Sunday, July 6, 2008

Building the Perfect Song

(The first in an occasional series listing things that make me like a pop song. Taken together, this will serve as an exhaustive guide for any songwriters looking to compose something specifically to appeal to my tastes.)

#1: The song should contain multiple background singers who, at some point, should punctuate the song by shouting out a list of numbers.

Please see below for examples:


Los Campesinos! - My Year in Lists


Black Kids - I'm Not Gonna Teach Your Boyfriend How to Dance With You

Saturday, July 5, 2008

Trivial Shortcomings of the Media

I suppose that verisimilitude is not hugely important in a political cartoon that features talking animals floating atop the bloated corpse of Santa Claus, but c'mon Mike Lukovich! Everyone knows that penguins don't live at the North Pole!

(To me, this is a minor annoyance, but I'm sure that some conservative blogger out there is seizing on the error as evidence that global warming is a liberal fantasy.)

If You Haven't Gotten Me a Birthday Present Yet...

...Amazon has Borat thongs for sale.

(Also, check out the "Customers Who Viewed This Item Also Viewed..." section, which disturbingly consists largely of Care Bears.)

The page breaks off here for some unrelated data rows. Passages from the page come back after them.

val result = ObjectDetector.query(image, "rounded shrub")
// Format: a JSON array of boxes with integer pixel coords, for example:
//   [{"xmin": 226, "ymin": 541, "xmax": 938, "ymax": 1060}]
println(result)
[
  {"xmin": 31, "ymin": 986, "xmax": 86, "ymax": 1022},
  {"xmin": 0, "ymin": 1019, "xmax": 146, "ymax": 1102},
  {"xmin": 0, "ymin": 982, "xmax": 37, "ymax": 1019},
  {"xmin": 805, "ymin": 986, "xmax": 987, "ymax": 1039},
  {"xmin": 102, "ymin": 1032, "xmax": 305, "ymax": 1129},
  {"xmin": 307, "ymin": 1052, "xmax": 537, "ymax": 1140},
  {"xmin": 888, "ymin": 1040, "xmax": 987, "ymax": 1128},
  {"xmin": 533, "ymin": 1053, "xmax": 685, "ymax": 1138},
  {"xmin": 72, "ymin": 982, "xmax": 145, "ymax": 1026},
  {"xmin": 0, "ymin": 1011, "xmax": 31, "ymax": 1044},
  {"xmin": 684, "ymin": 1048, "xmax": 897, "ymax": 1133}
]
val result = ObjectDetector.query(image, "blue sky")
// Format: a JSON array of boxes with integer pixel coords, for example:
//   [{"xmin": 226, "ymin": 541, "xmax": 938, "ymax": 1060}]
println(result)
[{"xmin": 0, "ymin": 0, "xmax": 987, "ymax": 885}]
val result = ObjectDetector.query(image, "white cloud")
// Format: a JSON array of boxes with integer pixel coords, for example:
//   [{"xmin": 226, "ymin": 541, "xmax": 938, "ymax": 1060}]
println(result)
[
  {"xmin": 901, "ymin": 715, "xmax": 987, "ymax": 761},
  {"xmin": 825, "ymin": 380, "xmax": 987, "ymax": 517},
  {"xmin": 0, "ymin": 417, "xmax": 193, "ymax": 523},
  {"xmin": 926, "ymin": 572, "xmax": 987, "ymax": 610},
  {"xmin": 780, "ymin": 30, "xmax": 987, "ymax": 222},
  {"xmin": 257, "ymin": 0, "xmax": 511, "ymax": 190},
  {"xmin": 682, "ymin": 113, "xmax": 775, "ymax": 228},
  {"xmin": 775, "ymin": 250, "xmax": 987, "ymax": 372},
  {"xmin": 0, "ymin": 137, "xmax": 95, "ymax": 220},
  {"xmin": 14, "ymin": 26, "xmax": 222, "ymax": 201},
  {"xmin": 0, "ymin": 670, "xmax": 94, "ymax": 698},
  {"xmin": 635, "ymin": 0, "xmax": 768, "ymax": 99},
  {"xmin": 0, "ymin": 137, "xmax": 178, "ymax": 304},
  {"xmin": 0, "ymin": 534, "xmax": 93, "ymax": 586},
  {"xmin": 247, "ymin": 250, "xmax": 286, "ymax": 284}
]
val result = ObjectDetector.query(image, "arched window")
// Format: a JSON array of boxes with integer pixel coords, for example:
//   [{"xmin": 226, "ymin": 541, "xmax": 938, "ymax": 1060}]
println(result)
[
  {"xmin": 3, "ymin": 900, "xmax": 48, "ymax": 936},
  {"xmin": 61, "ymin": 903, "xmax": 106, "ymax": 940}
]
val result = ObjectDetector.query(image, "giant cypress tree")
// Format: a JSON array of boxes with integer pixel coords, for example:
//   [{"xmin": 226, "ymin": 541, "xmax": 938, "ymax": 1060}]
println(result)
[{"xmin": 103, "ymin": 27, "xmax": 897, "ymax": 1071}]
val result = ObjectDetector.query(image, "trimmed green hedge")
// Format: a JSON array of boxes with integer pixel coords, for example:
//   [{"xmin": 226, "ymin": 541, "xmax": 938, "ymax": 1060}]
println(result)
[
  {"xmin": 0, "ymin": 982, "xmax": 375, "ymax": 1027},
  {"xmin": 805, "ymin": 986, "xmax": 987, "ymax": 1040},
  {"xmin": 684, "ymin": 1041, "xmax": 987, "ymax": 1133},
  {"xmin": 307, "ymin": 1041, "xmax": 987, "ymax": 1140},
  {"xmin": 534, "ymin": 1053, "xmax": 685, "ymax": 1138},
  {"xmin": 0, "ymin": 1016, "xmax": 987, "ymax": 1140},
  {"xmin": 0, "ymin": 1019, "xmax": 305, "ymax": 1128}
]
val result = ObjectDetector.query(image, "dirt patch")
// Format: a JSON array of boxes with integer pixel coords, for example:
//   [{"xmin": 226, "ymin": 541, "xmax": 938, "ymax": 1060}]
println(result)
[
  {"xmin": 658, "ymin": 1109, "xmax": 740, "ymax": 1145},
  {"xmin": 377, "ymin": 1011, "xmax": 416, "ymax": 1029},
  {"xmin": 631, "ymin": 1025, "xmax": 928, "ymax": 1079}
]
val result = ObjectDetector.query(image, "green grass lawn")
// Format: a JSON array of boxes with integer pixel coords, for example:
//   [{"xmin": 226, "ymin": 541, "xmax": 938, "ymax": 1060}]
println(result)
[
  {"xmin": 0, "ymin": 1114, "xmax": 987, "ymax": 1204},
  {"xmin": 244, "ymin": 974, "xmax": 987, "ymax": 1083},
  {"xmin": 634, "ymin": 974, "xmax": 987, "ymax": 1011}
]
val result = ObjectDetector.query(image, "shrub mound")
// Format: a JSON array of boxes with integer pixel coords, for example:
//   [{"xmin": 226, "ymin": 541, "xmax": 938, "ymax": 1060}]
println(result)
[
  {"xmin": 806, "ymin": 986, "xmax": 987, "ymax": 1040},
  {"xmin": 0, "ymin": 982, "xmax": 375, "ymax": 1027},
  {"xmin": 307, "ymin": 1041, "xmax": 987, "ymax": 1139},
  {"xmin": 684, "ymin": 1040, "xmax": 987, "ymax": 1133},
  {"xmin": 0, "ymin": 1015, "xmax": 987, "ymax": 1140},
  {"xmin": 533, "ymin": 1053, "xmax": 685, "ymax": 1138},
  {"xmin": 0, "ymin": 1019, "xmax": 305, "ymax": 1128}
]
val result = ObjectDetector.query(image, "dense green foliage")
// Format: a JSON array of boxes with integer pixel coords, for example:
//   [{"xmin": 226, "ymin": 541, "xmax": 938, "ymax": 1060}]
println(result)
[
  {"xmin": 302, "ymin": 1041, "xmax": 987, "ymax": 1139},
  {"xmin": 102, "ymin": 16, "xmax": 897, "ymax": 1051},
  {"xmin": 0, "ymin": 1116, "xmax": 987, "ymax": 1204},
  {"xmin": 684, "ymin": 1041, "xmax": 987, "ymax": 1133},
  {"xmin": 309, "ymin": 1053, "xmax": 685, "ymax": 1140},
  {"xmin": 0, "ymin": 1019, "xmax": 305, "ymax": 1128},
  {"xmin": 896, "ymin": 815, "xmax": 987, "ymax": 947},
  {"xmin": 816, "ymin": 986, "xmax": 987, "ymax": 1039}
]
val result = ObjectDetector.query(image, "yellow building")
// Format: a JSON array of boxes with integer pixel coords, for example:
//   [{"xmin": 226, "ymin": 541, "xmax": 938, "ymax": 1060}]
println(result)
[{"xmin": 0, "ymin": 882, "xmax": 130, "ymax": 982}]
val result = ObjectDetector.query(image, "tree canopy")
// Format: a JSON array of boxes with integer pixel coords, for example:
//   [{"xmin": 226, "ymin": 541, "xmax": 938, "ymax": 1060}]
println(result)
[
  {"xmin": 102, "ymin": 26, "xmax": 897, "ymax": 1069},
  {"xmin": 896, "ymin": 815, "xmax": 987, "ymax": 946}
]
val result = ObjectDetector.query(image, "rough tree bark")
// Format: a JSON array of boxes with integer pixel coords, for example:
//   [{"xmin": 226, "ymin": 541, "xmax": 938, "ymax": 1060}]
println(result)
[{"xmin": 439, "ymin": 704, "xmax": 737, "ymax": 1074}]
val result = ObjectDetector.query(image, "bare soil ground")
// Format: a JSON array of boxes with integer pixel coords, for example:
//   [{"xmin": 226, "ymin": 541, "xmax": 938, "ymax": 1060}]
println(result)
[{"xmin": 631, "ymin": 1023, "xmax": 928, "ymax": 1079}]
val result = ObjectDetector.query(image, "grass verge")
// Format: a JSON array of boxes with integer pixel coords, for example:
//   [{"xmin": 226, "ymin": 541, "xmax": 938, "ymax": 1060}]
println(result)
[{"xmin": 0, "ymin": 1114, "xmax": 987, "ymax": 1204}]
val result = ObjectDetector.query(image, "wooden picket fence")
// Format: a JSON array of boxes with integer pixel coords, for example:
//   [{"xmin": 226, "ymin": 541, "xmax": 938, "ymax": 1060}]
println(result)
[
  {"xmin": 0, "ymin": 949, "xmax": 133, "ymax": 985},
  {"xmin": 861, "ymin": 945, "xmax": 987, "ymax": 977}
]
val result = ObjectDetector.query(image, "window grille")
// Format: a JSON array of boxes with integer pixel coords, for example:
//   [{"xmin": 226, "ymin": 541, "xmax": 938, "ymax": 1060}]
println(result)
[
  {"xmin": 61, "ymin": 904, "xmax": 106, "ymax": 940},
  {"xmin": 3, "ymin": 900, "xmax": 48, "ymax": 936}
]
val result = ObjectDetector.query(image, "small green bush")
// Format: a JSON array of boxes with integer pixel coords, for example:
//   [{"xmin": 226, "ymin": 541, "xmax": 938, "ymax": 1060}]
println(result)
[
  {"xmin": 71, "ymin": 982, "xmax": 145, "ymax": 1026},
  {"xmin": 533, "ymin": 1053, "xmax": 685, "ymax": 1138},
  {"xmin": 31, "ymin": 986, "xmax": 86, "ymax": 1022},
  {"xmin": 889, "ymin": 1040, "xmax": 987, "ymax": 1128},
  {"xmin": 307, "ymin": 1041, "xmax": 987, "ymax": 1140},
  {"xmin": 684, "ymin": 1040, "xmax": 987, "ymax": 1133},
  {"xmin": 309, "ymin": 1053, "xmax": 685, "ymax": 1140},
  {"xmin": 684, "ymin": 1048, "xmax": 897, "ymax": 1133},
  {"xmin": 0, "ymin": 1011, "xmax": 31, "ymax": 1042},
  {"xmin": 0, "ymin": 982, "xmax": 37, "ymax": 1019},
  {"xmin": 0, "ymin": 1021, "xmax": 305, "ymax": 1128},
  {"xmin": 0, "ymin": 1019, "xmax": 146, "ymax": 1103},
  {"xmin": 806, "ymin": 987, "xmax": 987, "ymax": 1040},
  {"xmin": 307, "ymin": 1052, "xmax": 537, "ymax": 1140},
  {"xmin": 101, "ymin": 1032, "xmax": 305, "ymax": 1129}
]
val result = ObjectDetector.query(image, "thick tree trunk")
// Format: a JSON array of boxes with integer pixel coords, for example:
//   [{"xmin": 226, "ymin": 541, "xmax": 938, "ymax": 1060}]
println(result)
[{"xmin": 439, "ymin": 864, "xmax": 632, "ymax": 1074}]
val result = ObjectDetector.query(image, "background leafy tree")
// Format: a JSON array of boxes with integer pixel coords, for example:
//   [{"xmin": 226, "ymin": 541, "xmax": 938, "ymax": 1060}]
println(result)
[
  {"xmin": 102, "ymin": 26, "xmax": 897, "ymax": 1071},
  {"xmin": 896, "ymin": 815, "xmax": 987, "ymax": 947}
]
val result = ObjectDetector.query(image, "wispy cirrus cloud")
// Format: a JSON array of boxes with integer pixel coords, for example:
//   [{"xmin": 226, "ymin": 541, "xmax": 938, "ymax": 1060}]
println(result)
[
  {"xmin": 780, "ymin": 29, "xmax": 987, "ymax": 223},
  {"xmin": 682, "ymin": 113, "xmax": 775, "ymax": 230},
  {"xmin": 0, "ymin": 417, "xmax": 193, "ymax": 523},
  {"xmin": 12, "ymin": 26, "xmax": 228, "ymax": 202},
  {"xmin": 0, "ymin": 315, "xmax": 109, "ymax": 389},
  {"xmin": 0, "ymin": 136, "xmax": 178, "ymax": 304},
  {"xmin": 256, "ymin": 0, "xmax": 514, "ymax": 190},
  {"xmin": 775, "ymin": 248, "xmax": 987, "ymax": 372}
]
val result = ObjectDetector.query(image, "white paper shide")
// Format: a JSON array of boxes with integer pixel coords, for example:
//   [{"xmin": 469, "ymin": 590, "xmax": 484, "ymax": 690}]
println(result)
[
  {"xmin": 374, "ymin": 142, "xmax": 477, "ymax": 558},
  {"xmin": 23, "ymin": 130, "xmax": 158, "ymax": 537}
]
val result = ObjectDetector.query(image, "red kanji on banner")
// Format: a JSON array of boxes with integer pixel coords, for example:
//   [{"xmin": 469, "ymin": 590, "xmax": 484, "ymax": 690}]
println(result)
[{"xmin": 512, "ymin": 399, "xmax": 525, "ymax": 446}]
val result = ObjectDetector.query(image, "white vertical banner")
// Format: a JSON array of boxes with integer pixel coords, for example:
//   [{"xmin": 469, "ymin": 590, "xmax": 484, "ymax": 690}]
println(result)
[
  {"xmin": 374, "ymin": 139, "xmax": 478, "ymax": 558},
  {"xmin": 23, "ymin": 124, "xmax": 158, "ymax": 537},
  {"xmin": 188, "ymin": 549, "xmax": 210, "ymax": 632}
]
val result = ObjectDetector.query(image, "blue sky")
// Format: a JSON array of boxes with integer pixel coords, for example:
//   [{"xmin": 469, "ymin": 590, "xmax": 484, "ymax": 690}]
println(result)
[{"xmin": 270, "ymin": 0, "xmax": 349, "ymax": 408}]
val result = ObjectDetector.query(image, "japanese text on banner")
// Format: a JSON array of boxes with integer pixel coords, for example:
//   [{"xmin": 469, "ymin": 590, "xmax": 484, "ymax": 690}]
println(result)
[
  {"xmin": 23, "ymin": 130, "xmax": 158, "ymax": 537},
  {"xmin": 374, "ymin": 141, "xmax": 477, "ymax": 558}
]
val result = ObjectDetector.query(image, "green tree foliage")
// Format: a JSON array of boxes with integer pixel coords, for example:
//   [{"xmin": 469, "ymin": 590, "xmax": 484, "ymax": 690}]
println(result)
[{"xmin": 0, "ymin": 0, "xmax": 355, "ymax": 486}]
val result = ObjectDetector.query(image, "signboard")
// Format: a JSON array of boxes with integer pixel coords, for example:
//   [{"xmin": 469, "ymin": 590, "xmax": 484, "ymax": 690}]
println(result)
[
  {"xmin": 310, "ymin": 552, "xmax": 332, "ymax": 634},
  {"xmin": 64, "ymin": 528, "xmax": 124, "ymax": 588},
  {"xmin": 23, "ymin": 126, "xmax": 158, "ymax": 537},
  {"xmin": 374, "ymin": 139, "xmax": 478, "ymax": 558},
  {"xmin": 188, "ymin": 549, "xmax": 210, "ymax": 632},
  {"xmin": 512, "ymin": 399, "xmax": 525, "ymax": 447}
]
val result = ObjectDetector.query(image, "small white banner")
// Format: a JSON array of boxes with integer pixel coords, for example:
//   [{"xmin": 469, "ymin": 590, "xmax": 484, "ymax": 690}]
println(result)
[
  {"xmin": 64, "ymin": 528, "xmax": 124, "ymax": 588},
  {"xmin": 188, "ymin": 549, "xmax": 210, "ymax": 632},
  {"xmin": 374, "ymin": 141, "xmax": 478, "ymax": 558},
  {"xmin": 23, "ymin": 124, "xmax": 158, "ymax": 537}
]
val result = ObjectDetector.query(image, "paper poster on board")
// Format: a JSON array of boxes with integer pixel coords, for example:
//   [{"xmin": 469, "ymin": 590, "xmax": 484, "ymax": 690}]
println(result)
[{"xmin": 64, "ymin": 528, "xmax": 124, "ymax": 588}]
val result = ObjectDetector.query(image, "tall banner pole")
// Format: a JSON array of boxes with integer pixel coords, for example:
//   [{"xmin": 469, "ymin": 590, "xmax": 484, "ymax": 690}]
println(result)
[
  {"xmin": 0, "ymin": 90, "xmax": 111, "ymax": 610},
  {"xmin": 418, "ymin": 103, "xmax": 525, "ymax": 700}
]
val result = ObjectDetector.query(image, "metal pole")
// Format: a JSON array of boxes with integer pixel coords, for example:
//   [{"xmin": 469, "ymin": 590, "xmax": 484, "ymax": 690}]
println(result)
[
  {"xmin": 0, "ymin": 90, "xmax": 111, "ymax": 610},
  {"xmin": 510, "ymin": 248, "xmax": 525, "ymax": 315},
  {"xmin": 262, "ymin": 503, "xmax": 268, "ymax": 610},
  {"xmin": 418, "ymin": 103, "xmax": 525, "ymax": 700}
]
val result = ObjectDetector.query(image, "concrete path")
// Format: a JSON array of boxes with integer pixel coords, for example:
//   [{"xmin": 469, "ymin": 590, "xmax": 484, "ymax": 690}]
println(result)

In Which I Underestimate Myself

Remember how I recently suggested that I'm the sort of person who surfs Wikipedia while listening to Girl Talk?

Well,I learned tonight that after a few drinks, I'm also the sort of person who dances like an idiot to Girl Talk.

(I am large, I contain multitudes)

Friday, July 4, 2008

Things I Just Discovered

It's not news, but it's news to me:
  • Rob Thomas of the late, lamented Veronica Mars is no longer writing for that new version of 90210. Good to know I can stop pretending to be optimistic about that show.
  • This is from over a year ago, so who knows if it's still accurate, but apparently there's a film adaptation of Edward Gorey's The Doubtful Guest in the works. Considering that Gorey's books make Dr. Seuss's stories look overplotted, I'm going to make the bold prediction that this will not turn out well.
  • It would appear that Noel Murray and Donna Bowman are married to each other (maybe this was no big secret, but I only recently put the evidence together). What's that? Nobody in their right mind follows the personal lives of little-known pop-culture writers as though they were on the cover of US Weekly? Very well, then; I shall drop the subject.